Ruthenium(II) polypyridyl complexes are attractive binders to DNA. Modifying the hydrophobicity, shape, or size of the ancillary ligands around the central ruthenium atom can induce changes in the binding mode to the DNA double helix. In this paper, we investigate the binding modes of [Ru(2,2′-bipyridine)₂ (5-{4-[(pyren-1-yl)methyl]-1H-1,2,3-triazol-4-yl}-1,10-phenanthroline)]²⁺ (RuPy for short), a metal complex featuring a flexible pyrene moiety known for its intercalative properties. Classical molecular dynamics simulations are employed to gain insight into the non-covalent binding interactions of RuPy with two different 20 base pair DNA sequences, poly(dA)poly(dT) (AT) and poly(dC)poly(dG) (CG).
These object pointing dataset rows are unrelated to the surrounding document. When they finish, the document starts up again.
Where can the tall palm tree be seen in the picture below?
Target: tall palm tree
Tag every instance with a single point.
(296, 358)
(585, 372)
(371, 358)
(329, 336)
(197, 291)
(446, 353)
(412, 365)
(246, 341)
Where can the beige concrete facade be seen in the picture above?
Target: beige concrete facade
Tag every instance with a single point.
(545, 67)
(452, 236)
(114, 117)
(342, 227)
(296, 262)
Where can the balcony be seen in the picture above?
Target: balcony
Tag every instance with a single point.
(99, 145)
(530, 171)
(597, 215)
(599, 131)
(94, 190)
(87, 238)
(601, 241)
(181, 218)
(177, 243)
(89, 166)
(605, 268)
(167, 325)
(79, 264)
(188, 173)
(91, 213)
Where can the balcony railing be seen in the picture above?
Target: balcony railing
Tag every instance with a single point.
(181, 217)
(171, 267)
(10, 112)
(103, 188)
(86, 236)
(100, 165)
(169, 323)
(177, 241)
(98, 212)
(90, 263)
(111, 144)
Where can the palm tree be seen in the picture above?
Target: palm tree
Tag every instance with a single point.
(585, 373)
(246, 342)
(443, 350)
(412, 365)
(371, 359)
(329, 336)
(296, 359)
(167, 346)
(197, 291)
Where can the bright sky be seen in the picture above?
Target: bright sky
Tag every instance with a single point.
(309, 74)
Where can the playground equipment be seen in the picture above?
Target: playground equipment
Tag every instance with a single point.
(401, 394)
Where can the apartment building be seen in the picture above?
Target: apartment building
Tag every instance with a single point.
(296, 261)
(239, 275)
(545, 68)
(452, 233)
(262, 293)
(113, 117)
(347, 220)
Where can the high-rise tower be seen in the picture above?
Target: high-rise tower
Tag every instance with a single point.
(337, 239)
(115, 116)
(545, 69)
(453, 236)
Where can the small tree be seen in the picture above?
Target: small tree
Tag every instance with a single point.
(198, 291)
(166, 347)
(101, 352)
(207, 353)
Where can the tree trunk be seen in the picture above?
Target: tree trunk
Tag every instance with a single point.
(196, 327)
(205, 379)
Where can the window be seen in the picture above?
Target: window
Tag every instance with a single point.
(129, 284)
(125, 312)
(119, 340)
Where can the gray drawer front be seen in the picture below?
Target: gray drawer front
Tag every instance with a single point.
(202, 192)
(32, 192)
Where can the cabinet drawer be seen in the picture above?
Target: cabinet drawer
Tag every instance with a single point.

In addition to examining the intercalation of the pyrene moiety from the major groove, the stability of RuPy–DNA adducts is investigated when the metal complex interacts externally with the DNA and with the major and minor groove pockets. The results indicate that external interaction and major groove binding are not stable, whereas intercalation consistently forms stable adducts. Minor groove binding showed less stability than intercalation and more variability, with some trajectories transitioning to intercalation, involving either the pyrene moiety or a bipyridine ligand. Pyrene intercalation, especially from the minor groove, was the most stable, while bipyridine intercalation was less favorable and associated with higher binding free energies.